Weight gain during pregnancy is an inevitable and necessary part of pregnancy. But before you start eating for two, here are some things you should consider.
Weight gain by week
Pregnancy is a wonderful time for soon to be mothers and the first opportunity to give your baby the best possible start. A healthy pregnancy diet based on knowledge of what foods to eat is essential to ensure your baby grows healthy and strong. How much weight you can expect to gain depends on your body size prior to your pregnancy.
- Women who are underweight with a BMI of less than 18.5 can expect to gain between 13kg – 18kg.
- Women falling within the normal weight range with a BMI of 18.5 to 24.9 should put on between 11kg – 16kg.
- And finally, women considered overweight with a BMI of 30 or more should aim to put on between 5kg – 9 kg.
Expecting mothers interested in determining how much weight they should be putting on every week can find a Pregnancy Weight Gain Calculator online and enter their own details to get a more clear idea about their expected week to week weight gain.
What to eat while pregnant
Being pregnant means that there is a higher demand for more nutrients to ensure the healthy development of your baby, including iron, calcium and iodine. Eating a healthy and varied diet full of fruits, vegetables, cereals, grains, dairy and lean meats is essential.
Iron: Pregnancy demands more iron for the healthy development of your baby. Pregnant women need 27mg of iron per day, a 9mg increase on your former non-pregnant body. The best source of iron is red meat. However, legumes, grains and vegetables are also a great source, especially dark green leafy vegetables such a spinach.
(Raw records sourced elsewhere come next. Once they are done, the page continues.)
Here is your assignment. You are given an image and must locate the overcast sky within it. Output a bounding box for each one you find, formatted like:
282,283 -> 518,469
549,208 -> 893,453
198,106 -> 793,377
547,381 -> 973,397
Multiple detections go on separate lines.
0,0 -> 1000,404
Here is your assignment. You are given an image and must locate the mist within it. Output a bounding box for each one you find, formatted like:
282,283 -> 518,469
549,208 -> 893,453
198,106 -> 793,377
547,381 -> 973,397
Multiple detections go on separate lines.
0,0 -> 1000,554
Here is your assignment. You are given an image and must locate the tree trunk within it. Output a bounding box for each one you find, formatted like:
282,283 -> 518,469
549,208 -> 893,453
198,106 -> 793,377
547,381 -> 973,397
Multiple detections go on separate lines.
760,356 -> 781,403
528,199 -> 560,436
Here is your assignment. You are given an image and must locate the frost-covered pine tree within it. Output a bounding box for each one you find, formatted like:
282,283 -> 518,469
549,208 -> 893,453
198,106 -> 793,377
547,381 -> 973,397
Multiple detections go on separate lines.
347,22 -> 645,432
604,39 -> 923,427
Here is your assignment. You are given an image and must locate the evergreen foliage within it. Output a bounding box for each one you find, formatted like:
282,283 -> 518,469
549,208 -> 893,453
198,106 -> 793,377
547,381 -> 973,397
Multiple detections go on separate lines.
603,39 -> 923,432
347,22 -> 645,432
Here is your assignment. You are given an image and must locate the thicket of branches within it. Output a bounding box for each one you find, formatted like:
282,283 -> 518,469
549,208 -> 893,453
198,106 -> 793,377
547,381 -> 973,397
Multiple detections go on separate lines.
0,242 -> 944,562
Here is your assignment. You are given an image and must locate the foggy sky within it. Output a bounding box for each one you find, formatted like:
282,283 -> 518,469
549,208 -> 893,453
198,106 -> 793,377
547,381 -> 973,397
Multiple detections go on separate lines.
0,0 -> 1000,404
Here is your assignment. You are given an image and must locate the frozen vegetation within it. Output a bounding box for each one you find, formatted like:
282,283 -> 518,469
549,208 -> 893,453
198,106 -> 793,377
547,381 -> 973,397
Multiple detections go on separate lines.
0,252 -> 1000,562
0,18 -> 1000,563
Iodine: Another important nutrient that pregnant women need to consider is iodine. Iodine assists with the healthy development of your baby’s brain and nervous system. Pregnant women need 220 micrograms of iodine per day. The best source of iodine can be found in dried seaweed. However, milk, eggs, cod and tuna are also good sources.
- Deli meats and poultry
- Unpasteurised dairy and soft cheeses
- Raw meats and seafood (including sushi)
- Fish with high mercury
Pregnancy is an exciting time and a fantastic opportunity to start treating your body and that of your baby’s, as a temple. Women who are not accustomed to eating healthy and varied diets can find plenty of inspiration online with healthy recipes chock full of nutrients.
Just remember, the better you eat, the better your baby develops!